LinuxTuples is an open-source tuple space server, with associated code
for writing clients, designed to run on a networked cluster of Red Hat
Linux 8.0 boxes with x86 processors. The tuple space is maintained and
served from one machine on the the network. Tuple space is an elegant
and intuitive message-passing scheme to coordinate parallel
computations.

*******************************************************************
QUICK START GUIDE

You've already unpacked the tarball, so type "make". That will build
the executables tuple_server, tuple_client, and fft, and the shared
object library linuxtuples.so.

Start the tuple server by typing "./tuple_server 25000" on one
machine. On my cluster, that machine is "desktop", and 25000 is the
port number for the tuple space service. On all the machines in your
cluster, set these environment variables:

export LINUXTUPLES_HOST=desktop
export LINUXTUPLES_PORT=25000

Tuple space is a database of persistent tuples. Imagine a library,
where people can put in a book, get a book to take away, or read a
book without removing it so that others can still read it.

Because it's quick and painless to whip up tuple clients in Python,
and because Python is easy to read and understand, the first wave of
examples will be in Python. Later we'll look at C clients. The first
example Python code will print a dump of all the tuples in the tuple
space.

	[wware@desktop linuxtuples]$ python
	Python 2.2.1 (#1, Aug 30 2002, 12:15:30)
	[GCC 3.2 20020822 (Red Hat Linux Rawhide 3.2-4)] on linux2
	Type "help", "copyright", "credits" or "license" for more
	information.
	>>> import linuxtuples
	>>> conn = linuxtuples.connect()
	>>> conn.dump()
	[]

That empty list means that the tuple server has no tuples yet. When we
write "linuxtuples.connect()", we are making a client connection to
the tuple server.
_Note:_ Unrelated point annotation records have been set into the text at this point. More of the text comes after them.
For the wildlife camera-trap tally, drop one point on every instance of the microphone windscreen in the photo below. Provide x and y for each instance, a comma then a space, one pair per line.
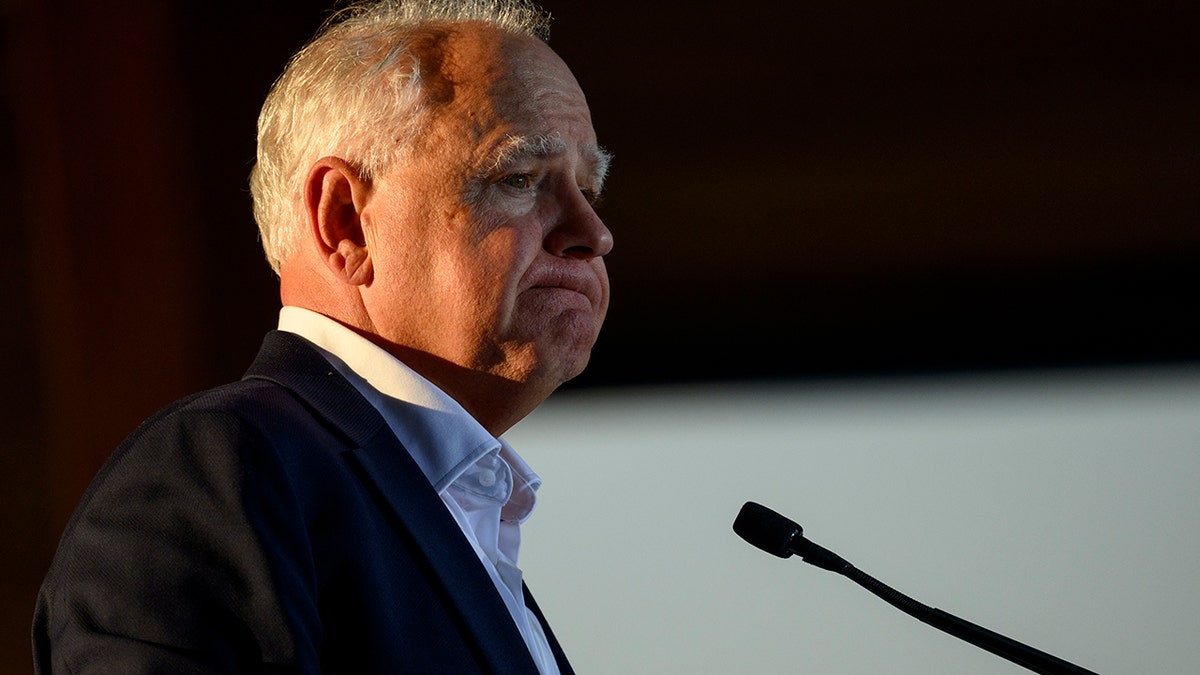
766, 529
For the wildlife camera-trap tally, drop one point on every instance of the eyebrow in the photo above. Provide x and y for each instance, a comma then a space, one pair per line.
516, 148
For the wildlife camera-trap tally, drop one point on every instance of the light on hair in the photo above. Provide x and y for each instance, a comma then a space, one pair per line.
355, 91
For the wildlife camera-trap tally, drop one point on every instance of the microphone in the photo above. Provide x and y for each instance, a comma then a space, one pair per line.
781, 537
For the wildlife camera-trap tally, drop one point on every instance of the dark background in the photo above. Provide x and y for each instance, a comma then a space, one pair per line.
799, 191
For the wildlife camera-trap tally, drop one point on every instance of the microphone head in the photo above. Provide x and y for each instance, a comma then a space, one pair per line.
766, 529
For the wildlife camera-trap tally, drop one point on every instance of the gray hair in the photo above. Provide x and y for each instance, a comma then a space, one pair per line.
355, 91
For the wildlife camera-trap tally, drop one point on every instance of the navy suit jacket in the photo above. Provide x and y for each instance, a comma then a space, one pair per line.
271, 525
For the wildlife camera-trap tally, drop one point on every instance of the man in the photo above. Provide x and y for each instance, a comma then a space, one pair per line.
424, 189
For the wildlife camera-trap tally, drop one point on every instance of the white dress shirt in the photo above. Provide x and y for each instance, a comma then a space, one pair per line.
489, 489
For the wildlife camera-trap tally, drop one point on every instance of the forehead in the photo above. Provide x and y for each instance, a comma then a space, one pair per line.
498, 84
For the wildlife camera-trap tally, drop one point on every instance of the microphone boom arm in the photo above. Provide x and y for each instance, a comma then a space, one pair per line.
779, 536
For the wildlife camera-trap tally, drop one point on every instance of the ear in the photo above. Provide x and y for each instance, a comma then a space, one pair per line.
334, 201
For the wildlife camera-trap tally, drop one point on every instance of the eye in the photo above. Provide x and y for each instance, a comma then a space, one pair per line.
517, 180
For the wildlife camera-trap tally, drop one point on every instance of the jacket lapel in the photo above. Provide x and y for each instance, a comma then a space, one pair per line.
388, 469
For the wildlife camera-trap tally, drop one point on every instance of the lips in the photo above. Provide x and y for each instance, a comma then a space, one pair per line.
568, 275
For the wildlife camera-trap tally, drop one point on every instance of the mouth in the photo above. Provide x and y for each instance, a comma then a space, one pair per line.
576, 278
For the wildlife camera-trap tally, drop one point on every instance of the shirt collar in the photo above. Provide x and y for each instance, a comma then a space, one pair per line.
443, 438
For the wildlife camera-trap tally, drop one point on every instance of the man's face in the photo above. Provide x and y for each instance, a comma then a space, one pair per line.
485, 246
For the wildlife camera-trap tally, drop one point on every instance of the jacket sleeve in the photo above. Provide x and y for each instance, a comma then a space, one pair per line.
187, 554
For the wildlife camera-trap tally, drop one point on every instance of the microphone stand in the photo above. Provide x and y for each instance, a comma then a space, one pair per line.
761, 526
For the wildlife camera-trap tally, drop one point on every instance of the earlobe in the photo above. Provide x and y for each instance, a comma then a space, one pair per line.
334, 198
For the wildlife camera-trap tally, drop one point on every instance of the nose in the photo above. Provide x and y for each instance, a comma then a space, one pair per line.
576, 231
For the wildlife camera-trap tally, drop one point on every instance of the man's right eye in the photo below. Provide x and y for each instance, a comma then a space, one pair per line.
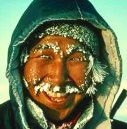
46, 57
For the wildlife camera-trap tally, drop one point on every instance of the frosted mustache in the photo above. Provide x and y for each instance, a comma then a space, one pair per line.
67, 88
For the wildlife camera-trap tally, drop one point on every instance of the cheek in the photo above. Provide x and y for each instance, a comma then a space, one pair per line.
77, 72
34, 70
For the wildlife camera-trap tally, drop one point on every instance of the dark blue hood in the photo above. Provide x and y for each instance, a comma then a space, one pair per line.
41, 12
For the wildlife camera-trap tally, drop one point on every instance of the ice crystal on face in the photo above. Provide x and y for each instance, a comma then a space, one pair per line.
52, 46
70, 89
81, 33
25, 82
70, 48
91, 90
56, 89
99, 72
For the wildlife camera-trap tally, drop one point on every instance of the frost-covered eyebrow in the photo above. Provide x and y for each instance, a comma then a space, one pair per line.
53, 46
74, 48
56, 48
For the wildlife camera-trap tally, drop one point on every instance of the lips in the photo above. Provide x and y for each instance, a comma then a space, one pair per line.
56, 97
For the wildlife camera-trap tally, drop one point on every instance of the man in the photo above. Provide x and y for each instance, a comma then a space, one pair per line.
64, 68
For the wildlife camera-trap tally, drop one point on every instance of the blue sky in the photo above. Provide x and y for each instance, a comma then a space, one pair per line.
113, 11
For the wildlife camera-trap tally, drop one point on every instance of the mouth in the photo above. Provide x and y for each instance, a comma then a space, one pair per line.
56, 97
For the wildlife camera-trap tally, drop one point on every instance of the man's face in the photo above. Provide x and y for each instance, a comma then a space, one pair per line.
55, 65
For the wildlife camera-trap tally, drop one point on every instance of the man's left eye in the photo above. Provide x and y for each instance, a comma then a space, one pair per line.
46, 57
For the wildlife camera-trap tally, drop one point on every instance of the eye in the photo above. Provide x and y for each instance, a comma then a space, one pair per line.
46, 57
76, 59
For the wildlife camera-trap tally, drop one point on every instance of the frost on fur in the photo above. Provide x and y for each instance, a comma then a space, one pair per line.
99, 72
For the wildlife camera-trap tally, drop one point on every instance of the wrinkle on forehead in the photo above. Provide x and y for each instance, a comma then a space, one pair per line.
57, 48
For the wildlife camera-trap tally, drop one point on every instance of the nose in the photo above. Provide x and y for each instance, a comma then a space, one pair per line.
59, 72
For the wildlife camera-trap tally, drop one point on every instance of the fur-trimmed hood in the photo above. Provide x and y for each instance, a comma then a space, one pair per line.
42, 12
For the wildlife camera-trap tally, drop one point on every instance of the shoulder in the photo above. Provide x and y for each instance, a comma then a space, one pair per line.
116, 124
6, 116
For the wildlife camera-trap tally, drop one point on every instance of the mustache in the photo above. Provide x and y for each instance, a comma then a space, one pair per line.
67, 88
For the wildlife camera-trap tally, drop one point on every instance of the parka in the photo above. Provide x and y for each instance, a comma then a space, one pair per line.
41, 12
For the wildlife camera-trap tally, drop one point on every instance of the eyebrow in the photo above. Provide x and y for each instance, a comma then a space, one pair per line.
73, 48
53, 46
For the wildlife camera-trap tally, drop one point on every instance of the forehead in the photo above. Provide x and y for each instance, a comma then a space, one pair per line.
62, 42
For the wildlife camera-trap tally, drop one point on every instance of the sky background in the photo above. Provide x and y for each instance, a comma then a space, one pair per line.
113, 11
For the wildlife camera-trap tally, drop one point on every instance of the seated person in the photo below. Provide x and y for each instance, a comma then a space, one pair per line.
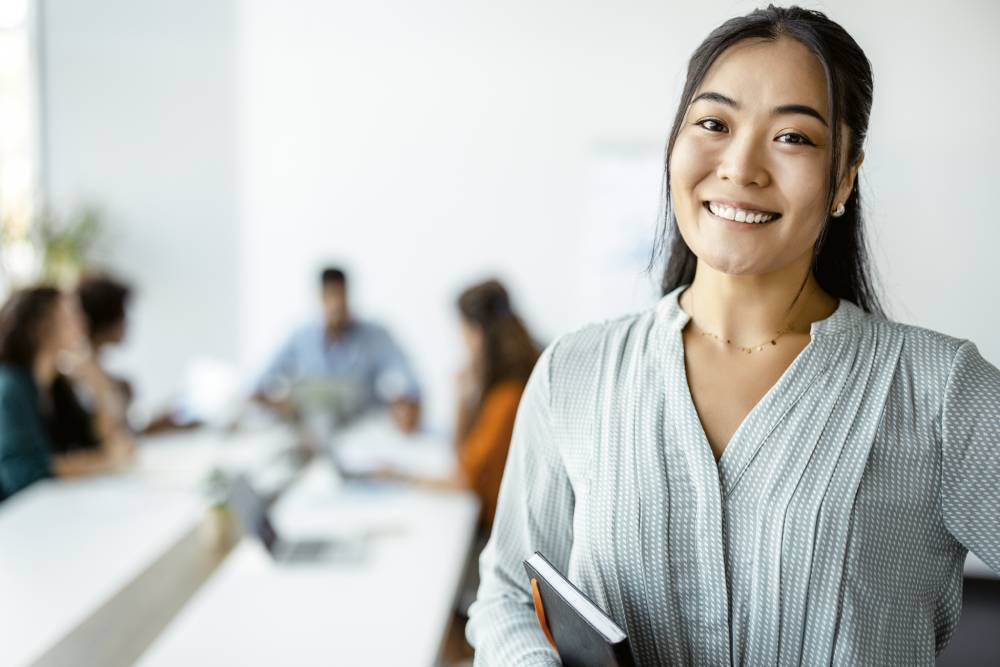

The connection is a Python object with the following
methods:

	conn.put(tuple)
		puts a tuple into the tuple space

	conn.get(template)
		gets a tuple from the tuple space, which must match
		the template, where None values are wildcards; blocks
		until a matching tuple is found

	conn.read(template)
		reads a tuple from tuple space without removing it,
		blocks until a matching tuple is found

	conn.get_nonblocking(template)
		non-blocking version of get(), returns None if no
		matching tuple is found

	conn.read_nonblocking(template)
		non-blocking version of read(), returns None if no
		matching tuple is found

	conn.dump()
		return the contents of the tuple space; if given a
		list of templates, return only those tuples that
		match at least one template

	conn.count()
		return the number of tuples in the tuple space; if
		given a list of templates, return only the count of
		those tuples that match at least one template

	conn.log()
		print a running log of tuple server activity to
		stdout; use this in a "while 1:" loop

An alternate syntax for the linuxtuples.connect function allows you to
specify the host and port number explicitly, rather than taking them
from the environment variables LINUXTUPLES_HOST and LINUXTUPLES_PORT.

	>>> import linuxtuples
	>>> host = "desktop"
	>>> port = 20000
	>>> conn = linuxtuples.connect(host, port)
	>>> conn.put((123, 3.1416, "abc"))
	>>> conn.dump()
	[(123, 3.1416, "abc")]
	>>> conn.count()
	1

Now we'll set up a client that performs some computational work. On
another machine, go into Python and type the following.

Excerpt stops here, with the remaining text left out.